What is Corruption?

What is Corruption?

What is corruption? When you look for the term corruption on google you usually encounter a fairly basic understanding of the problem of corruption: “dishonest or fraudulent conduct by those in power, typically involving bribery”. But is it really this simple?

In this article Ben Wheatland, a graduate of the MA in Corruption & Governance from the University of Sussex, and Jason Deegan, Anti Corruption International President, seek to explore the ways in which corruption can appear, and what may constitute corruption.

First in the interests of transparency we should clear with anybody reading this what the Anti Corruption International definition of corruption is. We define corruption as “an abuse of imbued power for private and/or collective gain”.

So what do we understand as corruption? Well that’s a tricky question. Corruption is not one single act. It includes bribery (a term that itself encompasses a whole host of acts), but can also cover things like fraud, sexual exploitation, lobbying and whistleblowing. There are a whole host of acts that the term ‘corruption’ covers.

Moreover, corruption is not necessarily a stationary set of actions. Recent innovations in technology have led to innovations in how corruption presents itself. Advances in global trade and communications, for example, means that for one to evade tax they don’t have to bribe a tax official. They just have to route their finances through offshore bank accounts. This means pinning down what corruption is can prove difficult in many cases.

However in other cases, it remains broadly the same as it has for centuries. Small-scale corruption, often termed “petty corruption”, is the kind of corrupt act that many people come into contact with every day. This often includes the sort of corruption that people immediately think of when asked how to define corruption. Road police taking bribes to allow motorists off of a fine, immigration officials taking bribes to process a visa more quickly, a school teacher taking a bribe to give a favourable grade.

And whilst this may be the case, many will be searching to understand corruption by using the title of this article, “What is Corruption?”, to understand if their behaviour is corrupt; have they contributed to corruption? Well, if you are the one paying the bribe to the road police, if you are paying bribes to get through immigration quicker, if you are willing to pay a bribe to a teacher, most likely the answer is yes.

But don’t despair. With advances in technology that enables corruption, so too can their advances help curb it. Many governments are now far more able to provide information relating to procurement and expenditure – if they so wish, that is. Communication is also greatly improved and in the information age this allows for networks to develop that can be used to fight corruption.

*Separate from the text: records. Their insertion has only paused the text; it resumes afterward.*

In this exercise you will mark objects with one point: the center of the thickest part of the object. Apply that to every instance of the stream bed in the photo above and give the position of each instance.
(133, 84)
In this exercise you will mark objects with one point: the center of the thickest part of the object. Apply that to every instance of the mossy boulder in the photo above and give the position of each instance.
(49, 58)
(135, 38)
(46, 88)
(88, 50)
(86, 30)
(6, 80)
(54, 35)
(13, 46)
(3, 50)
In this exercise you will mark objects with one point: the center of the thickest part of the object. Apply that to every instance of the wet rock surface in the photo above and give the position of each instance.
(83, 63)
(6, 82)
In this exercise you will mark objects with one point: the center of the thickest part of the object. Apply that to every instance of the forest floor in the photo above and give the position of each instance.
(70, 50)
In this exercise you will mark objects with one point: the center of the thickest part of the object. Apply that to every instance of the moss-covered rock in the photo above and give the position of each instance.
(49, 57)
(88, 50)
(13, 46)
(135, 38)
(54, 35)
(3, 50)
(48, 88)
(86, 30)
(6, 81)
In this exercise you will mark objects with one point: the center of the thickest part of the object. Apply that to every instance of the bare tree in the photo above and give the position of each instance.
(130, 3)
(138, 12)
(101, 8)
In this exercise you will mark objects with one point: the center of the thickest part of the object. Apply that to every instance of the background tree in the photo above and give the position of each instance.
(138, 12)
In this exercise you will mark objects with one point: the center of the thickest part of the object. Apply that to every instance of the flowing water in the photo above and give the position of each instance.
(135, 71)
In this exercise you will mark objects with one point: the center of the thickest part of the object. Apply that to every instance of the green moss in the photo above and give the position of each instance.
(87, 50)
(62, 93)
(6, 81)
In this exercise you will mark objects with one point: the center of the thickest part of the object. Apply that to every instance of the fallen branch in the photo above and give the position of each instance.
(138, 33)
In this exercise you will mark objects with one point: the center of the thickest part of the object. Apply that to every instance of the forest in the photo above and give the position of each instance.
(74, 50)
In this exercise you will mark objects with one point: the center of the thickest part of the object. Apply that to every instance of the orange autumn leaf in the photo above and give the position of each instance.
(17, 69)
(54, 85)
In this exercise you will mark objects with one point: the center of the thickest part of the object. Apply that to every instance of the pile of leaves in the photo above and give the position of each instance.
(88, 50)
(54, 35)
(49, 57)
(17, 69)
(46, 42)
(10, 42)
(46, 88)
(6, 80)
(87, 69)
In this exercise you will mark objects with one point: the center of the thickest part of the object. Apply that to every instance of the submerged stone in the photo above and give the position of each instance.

Corruption however, is not always so clear cut. In some extreme cases, corruption can be the difference between life and death, and can pose a difficult situation for people. In one case we in ACI encountered, a young woman whose family member was ill in hospital. Although payment was made via the official channels, a doctor still sought a bribe to treat the ill person. This situation highlights the challenges corruption can create. Is it right for a food-aid charity to pay a bribe at a country’s border to allow them to take their vital supplies to a famine-stricken village? These questions can strike right to the core of corruption and what it is and how it can be addressed.

It is also important to remember that corruption, and in particular how it is perceived, changes depending on where you are in the world. Different cultures see different things as fundamentally corrupt. Whereas in one country, the bottle of wine to say thank you to a doctor for their good work is seen as normal, in another such a gift could be seen as attempting to ensure good service for the future. In another example, in some places giving a gift to a friend in order for him to hire your son or daughter at his company is acceptable practice, whereas in another country this would be seen as direct bribery and possibly nepotism.

This poses a problem for those who would seek to apply a one-size-fits-all approach to tackling corruption. Perhaps it makes more sense to tailor anti-corruption activities to the specific needs of a community, country or region.